Thanks - I already did this for alloca/malloc, I'll add the others from your patch.
We go to quite a lot of trouble to avoid locking in the common cases and fast paths - most of our data structures are CPU-local. Where in particular have you encountered locking that could be reduced?
The pinned_object_block is CPU-local, usually no locking is required. Only when the block is full do we have to get a new block from the block allocator, and that requires a lock, but it's a rare case.

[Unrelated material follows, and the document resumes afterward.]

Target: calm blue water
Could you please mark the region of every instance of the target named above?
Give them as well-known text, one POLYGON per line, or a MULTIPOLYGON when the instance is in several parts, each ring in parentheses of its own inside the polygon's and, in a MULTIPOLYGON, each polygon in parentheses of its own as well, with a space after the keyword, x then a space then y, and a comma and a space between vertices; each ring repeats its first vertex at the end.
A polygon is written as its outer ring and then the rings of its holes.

extern bdescr * pinned_object_block;
bdescr *pinned_object_block;
StgPtr
allocatePinned( lnat n )
{
StgPtr p;
bdescr *bd = pinned_object_block;
// If the request is for a large object, then allocate()
// will give us a pinned object anyway.
if (n >= LARGE_OBJECT_THRESHOLD/sizeof(W_)) {
p = allocate(n);
Bdescr(p)->flags |= BF_PINNED;
return p;
}
ACQUIRE_SM_LOCK; // [RTVD: here we acquire the lock]
TICK_ALLOC_HEAP_NOCTR(n);
CCS_ALLOC(CCCS,n);
// If we don't have a block of pinned objects yet, or the current
// one isn't large enough to hold the new object, allocate a new one.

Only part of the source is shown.